Corso betrachtete ihn einen Augenblick reglos, wie man jemanden betrachtet, den man zum erstenmal sieht. Dann erhob er sich langsam, wobei die Kerzen um ihn herum ins Flackern gerieten.

»Ist doch egal, was ich anfasse«, sagte er und deutete auf die Bücher und Blätter, mit denen der Boden übersät war. »Nach dem, was Sie da angerichtet haben.«

»Was wissen Sie schon, Corso? Nichts. Sie glauben zu verstehen, aber Sie haben keinen blassen Schimmer. Sie sind ein Ignorant. Einer von diesen Dummköpfen, die das Chaos dem Zufall zuschreiben und keine Ahnung vom Walten einer geheimen Ordnung haben.«

»Hören Sie mir auf mit diesem Quatsch. Sie haben eine Bibliothek zerstört, und dazu hatten Sie nicht das Recht. Dazu hat keiner das Recht.«

»Sie irren sich. Erstens gehören diese Bücher mir, aber was noch viel wichtiger ist, sie sind zum Gebrauch bestimmt. Viel mehr als einen künstlerischen oder ästhetischen Wert haben sie einen praktischen Wert . Wer einen bestimmten Weg auswählt und beschreitet, muß dafür sorgen, daß ihm kein anderer folgt. Diese Bücher haben ihren Zweck bereits erfüllt.«

»Verdammter Spinner! Sie haben mich von Anfang an betrogen!«

Varo Borja schien ihm gar nicht zuzuhören. Er hatte die Neun Pforten aufgeschlagen in der Hand und starrte auf die Bildtafel I.

»Betrogen?« fragte er in verächtlichem Ton und machte sich nicht einmal die Mühe, Corso dabei anzusehen. »So viel Ehre kommt Ihnen gar nicht zu. Ich habe Ihre Dienste gemietet, ohne Ihnen Gründe zu nennen oder Sie in meine Pläne einzuweihen. Ein Knecht hat nicht Anteil an den Entscheidungen dessen, der ihn bezahlt . Ihre Aufgabe war es, das Wild aufzustöbern, das ich erlegen wollte, und nebenbei für die technischen Folgen gewisser Taten einzustehen, die unvermeidlich waren. Ich vermute, daß Ihnen die portugiesische und die französische Polizei bereits auf der Spur sind.«

»Und Sie?«

»Mich berührt das alles nicht, ich bin in Sicherheit. In einer kleinen Weile wird nichts mehr Bedeutung für mich haben.«

Mit diesen Worten riß er vor den entsetzten Augen Corsos die Seite mit dem Holzschnitt aus den Neun Pforten aus.

»Was tun Sie da?«

Varo Borja ließ sich nicht beirren und fuhr in seinem Zerstörungswerk fort.

»Ich verbrenne meine Schiffe, breche Brücken hinter mir ab und betrete die terra incognita, das unerforschte Land . « Er hatte eine nach der anderen alle neun Bildtafeln aus dem Buch gerissen und betrachtete sie jetzt aufmerksam. »Schade, daß Sie mir dorthin, wo ich nun hingehe, nicht folgen können ... Aber wie lautet die Legende des vierten Bildes: Das Schicksal ist für jeden ein anderes.«

»Wohin wollen Sie?«

Der Antiquar warf sein verstümmeltes Buch zu den anderen auf den Boden. Dann starrte er abwechselnd auf die neun Bildtafeln und den Kreidekreis, als ließen sich geheimnisvolle Bezüge zwischen ihnen herstellen.
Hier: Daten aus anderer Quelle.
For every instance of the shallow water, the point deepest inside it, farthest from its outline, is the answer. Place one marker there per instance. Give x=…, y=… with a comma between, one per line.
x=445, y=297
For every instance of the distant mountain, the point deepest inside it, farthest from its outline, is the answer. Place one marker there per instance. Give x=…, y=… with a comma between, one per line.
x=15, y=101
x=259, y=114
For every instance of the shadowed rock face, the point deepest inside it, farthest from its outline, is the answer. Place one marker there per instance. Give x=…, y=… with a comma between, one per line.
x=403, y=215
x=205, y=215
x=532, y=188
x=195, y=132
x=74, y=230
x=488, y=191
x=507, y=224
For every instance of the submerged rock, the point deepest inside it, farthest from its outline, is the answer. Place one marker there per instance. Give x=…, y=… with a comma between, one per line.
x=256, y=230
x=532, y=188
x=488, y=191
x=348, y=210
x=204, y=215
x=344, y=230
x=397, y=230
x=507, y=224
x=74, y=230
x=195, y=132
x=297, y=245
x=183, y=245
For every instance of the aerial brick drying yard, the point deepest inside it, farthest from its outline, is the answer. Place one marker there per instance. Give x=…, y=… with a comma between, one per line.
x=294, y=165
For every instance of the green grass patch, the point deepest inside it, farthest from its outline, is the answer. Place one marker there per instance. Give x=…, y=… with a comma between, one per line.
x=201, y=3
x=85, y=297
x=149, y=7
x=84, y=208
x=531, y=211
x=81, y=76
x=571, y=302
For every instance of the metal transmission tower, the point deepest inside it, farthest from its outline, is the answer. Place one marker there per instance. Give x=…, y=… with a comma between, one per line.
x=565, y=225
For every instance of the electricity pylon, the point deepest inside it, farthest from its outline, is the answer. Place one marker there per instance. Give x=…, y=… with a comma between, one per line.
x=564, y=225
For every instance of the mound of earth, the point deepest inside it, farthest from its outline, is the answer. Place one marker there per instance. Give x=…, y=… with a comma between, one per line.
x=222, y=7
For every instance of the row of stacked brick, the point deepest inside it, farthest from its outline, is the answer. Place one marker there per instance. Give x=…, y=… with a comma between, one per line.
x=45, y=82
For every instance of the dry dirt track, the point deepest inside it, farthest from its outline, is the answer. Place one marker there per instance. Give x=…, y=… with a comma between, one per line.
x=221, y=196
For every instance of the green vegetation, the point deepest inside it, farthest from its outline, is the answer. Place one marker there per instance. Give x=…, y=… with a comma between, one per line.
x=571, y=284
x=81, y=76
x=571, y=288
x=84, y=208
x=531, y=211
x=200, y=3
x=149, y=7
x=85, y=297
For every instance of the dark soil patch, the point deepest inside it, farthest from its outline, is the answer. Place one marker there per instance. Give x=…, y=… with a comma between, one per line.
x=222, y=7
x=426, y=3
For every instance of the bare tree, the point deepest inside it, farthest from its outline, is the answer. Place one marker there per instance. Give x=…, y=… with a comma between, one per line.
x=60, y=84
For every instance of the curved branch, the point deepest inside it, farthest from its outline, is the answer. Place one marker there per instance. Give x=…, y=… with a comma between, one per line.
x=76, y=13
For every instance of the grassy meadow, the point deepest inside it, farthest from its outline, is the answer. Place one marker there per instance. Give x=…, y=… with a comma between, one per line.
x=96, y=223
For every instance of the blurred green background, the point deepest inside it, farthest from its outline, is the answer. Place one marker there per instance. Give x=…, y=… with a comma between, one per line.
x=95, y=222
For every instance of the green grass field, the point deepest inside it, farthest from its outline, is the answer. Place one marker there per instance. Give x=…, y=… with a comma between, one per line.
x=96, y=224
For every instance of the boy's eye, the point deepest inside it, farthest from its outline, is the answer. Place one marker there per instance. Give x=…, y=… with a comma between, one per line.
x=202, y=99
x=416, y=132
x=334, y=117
»Ich gehe, jemanden zu treffen«, war seine kryptische Antwort. »Ich gehe den Stein suchen, den der Große Architekt verstoßen hat - den wahren Grundstein der Philosophie. Und der Macht. Der Teufel liebt das Verwandlungsspiel, Corso: Als schwarzer Hund begleitet er den Faust, und als falscher Engel des Lichts versucht er den Widerstand des heiligen Antonius zu brechen. Vor allem jedoch langweilt ihn die Dummheit, und er haßt die Monotonie . Wenn ich Zeit und Lust hätte, würde ich Ihnen ein paar von den Büchern zeigen, die da vor Ihnen liegen. In mehreren ist nachzulesen, daß einer alten Überlieferung zufolge der Antichrist auf der Iberischen Halbinsel in Erscheinung treten wird, in einer Stadt, in der sich drei Kulturen überlagern. Die Stadt liegt am Ufer eines Flusses, der wie mit einer Axt in den Boden geschlagen wurde: der Tajo.«

»Das also haben Sie im Sinn?«

»Ja, und ich bin beinahe am Ziel angelangt. Bruder Torchia hat mir den Weg gewiesen: Tenebris Lux.«

Er hatte sich über den Kreis auf dem Boden gebeugt und einige der Bildtafeln um sich herum angeordnet, während er andere zerknüllt oder zerrissen und weggeworfen hatte. Die Kerzen beleuchteten sein Gesicht von unten und verliehen ihm ein gespenstisches Aussehen.